Food allergy is more common in people with eczema, but it is not a cause of eczema. It can fuel symptoms, therefore a change in diet may help prevent the eczema getting worse.
Ms Goss said: ‘I had suffered with mild eczema as a child but on certain parts of my body. This was all over Jay which made me question whether it was a food intolerance rather than eczema.
‘We started to cut certain foods out of his diet to pinpoint the direct cause, but were at a loss when his skin problems continued.
‘We spent so many sleepless nights cuddling Jay who would be crying and itching aggressively at his skin. My partner and I felt so helpless and we were desperate for an answer.’
After months of little success at home, Jay was referred to a children’s hospital in Brighton to test for food allergies.
Ms Goss said she would spend sleepless nights cuddling Jay who was scratching his skin
Ms Goss said Jay now enjoys bath time and his eczema hasn’t flared up
WHAT IS ECZEMA?
Eczema is an inflammatory condition of the skin that leads to redness, blistering, oozing, scaling and thickening.
It usually appears in the first few months of life and affects around 10 per cent of babies.
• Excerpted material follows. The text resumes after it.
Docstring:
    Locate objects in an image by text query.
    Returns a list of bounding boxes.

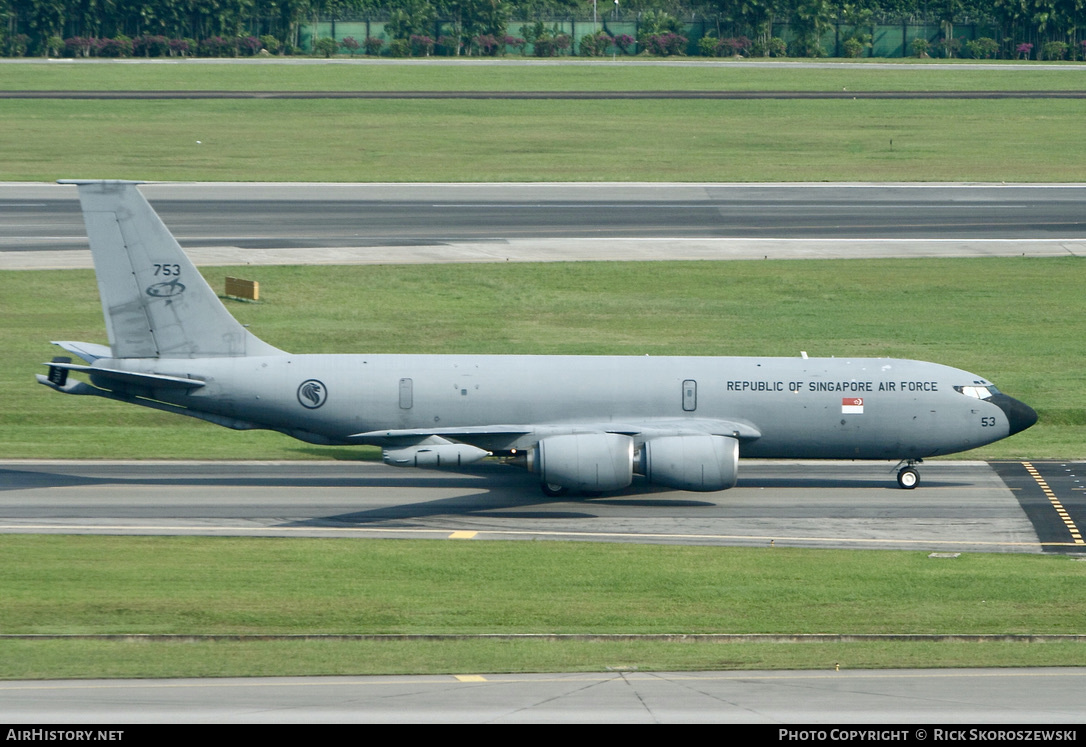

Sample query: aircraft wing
[348,418,761,450]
Eczema’s cause is not fully understood but it is thought to be brought on by the skin’s barrier to the outside world not working properly, which allows irritants and allergy-inducing substances to enter.
It may be genetic due to the condition often running in families.
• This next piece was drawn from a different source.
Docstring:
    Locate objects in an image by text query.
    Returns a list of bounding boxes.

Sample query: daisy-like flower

As well as their skin being affected, sufferers may experience insomnia and irritability.
Many factors can make eczema worse. These may include:
- Heat, dust, soap and detergents
- Being unwell, such as having a cold
- Dry skin
There is no cure for eczema, however, 70 per cent of childhood sufferers no longer have the condition in their teens.
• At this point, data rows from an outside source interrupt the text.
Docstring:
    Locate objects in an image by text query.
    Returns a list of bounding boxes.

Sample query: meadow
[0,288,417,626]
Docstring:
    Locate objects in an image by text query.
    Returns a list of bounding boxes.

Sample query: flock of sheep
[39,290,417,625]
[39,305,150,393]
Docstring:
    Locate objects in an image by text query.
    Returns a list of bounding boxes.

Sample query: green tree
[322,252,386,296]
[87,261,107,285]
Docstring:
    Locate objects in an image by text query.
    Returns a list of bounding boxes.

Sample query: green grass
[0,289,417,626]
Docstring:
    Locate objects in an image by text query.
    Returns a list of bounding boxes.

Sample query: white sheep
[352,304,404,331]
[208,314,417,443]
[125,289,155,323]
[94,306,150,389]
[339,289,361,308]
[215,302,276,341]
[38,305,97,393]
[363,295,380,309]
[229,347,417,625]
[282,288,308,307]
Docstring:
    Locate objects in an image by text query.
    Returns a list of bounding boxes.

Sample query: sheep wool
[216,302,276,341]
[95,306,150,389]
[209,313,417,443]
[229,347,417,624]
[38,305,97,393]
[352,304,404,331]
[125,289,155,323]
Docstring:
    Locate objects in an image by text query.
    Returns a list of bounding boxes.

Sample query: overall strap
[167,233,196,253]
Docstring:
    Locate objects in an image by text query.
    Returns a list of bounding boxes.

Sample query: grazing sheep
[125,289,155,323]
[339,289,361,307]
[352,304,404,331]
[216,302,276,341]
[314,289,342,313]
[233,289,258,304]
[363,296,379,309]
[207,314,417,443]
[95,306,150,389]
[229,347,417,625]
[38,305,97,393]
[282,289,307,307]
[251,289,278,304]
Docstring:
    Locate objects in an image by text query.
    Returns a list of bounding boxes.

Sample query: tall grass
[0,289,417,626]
Patients should avoid known triggers for flare ups and use emollients.
Source: British Skin Foundation
Ms Goss said: ‘Due to many food diaries and logs completed over time, the consultant and I narrowed down 16 food types to test.
‘Fortunately for him the results came back all clear of no allergies, but left us still in a position of not knowing the cause.
‘Still having concerns, we were referred to the dermatology department where they confirmed that the skin problems were eczema.
‘The dermatologist prescribed him with a much stronger steroid cream which cleared the rash up and now we use an emollient daily to keep it under control.’
But the family were still struggling with bath time.
Ms Goss said: ‘His skin became so sore that having a bath, something which is usually fun for parents and their children, became a horrible experience for us.
‘Bath lotions and soaps were causing his skin to worsen.
‘He would scream in pain. We had to refrain from using any lotions, soaps or bubbles on him as this aggravated the skin and resorted to quick baths using just water and a sponge to clean him.’
Ms Goss’ mother-in-law recommended a brand called Oilatum which she had used to help her with a very rare skin condition.
Ms Goss now uses both Oilatum Head to Toe wash and the Oilatum Bath Foam daily and said: ‘Jay’s skin has never looked better.
‘It’s not come up in any kind of rash, nor has his eczema been irritated by these products.
‘This result feels like a huge success for parents who have had a long time of watching their children in pain, especially during bath time when soaps can cause stinging.
‘Jay can now enjoy his bubble bath, a normal part of childhood, without us having the constant worry of repercussions.’